As has been noted, randomized controlled trials (RCT) of treatments used for suicidal youth are seriously lacking. These are clearly needed to determine the impact of brief interventions with young suicide attempters presenting to emergency departments; psychotherapeutic strategies for suicidal youth and pharmacological treatments for young suicide ideators and attempters; as well as hospitalization, partial hospitalization, and posthospitalization support programs for youth. In addition to studies focusing on individual treatments, simultaneous evaluations of multiple treatment approaches (e.g., psychotherapy and medication) are especially needed. Adverse effects of treatment, including the potential of certain antidepressant medications to induce suicidality among vulnerable youth, also need to be more closely evaluated. It is also important to encourage psychiatric treatment studies to include a systematic assessment of suicidal behavior, even if this is not their primary focus.

In addition to the general evaluation concerns noted above, treatment evaluations need to give particular attention to building appropriate safeguards into treatment trials involving high-risk youth populations. Maintaining troubled youth in treatment trials over an adequate period of time to observe both short-and long-term outcomes is a particular challenge. Time-limited treatments, while easier to evaluate, leave unresolved questions about long-term effectiveness. Although control or comparison groups are essential, the inclusion of such groups necessitates ethical consideration of appropriate “control” treatments. Few studies involving treatments for suicidality among youth have adequately defined or measured the therapeutic effects of treatment as usual.

The ultimate criteria for effectiveness in suicide prevention remain reduction in suicide attempts and suicide deaths, events for which the population base rate is low. The primary limitation of virtually all studies of the effectiveness of treatments for suicidal patients has been their relatively small size and thus their limited power to detect significant differences between or among alternative strategies (Hawton & Sinclair, 2003). Enrolling adequate numbers of appropriate participants into treatment trials can best be achieved through a number of centrally coordinated treatment research centers that can pursue common studies of treatment effectiveness. We know, for example, that antidepressant medication is effective against depression, and there is suggestive but not conclusive evidence that it reduces suicide in both adolescents and adults. Treatment research centers would make it possible to determine if this is so, to identify which medications are most effective, and to determine what degree their effectiveness is increased by combining them with various forms of psychotherapy. The formation of such centers was a primary recommendation of a recent Institute of Medicine report on suicide (Goldsmith, Pellmar, Kleinman, & Bunney, 2002).

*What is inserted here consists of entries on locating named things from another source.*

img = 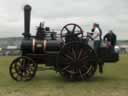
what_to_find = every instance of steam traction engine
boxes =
[9,5,118,81]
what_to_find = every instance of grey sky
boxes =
[0,0,128,39]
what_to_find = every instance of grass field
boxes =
[0,55,128,96]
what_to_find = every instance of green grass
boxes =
[0,55,128,96]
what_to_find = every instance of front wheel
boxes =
[9,56,37,81]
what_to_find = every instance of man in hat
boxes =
[104,30,117,48]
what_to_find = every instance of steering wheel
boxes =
[60,23,83,41]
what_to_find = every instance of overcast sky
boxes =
[0,0,128,40]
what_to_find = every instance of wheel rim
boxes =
[58,43,96,80]
[9,57,37,81]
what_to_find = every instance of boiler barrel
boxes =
[21,38,61,54]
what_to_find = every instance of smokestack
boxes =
[23,5,32,38]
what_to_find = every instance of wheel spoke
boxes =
[79,69,84,80]
[72,25,76,33]
[72,48,76,60]
[65,27,70,33]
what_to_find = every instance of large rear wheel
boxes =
[57,42,97,81]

Youth who engage in suicidal behavior vary considerably with respect to specific forms of psychopathology, substance abuse, and other psychosocial problems, and treatment trials must address this variability (Hawton & Sinclair, 2003). Particular protections must be developed to allow inclusion in such trials of suicidal youth with serious alcohol and drug problems, which confers considerable risk for subsequent attempts and suicide death.

In assessing the outcomes of treatment studies primary measures should focus on suicide-related outcomes, specifically suicidal ideation and behavior, and should also include as secondary outcomes measures of mood and social functioning. Based on their review of RCTs that have used repeated suicidal behavior as an outcome, Hawton and Sinclair (2003) have emphasized the importance of including measures of deliberate self-harm that did not lead to medical treatment. Their analysis also points to the importance of including measures of the costs of various intervention programs, and their cost-effectiveness, in assessing the impact of treatment strategies on reducing suicidality.

Finally, longitudinal studies are needed to follow up suicidal or at-risk youth through their young-adult, middle-adult, and later life years. It is clear that psychopathology can be lethal, and sustained attention to the problems evidenced by this vulnerable population is needed across the lifespan.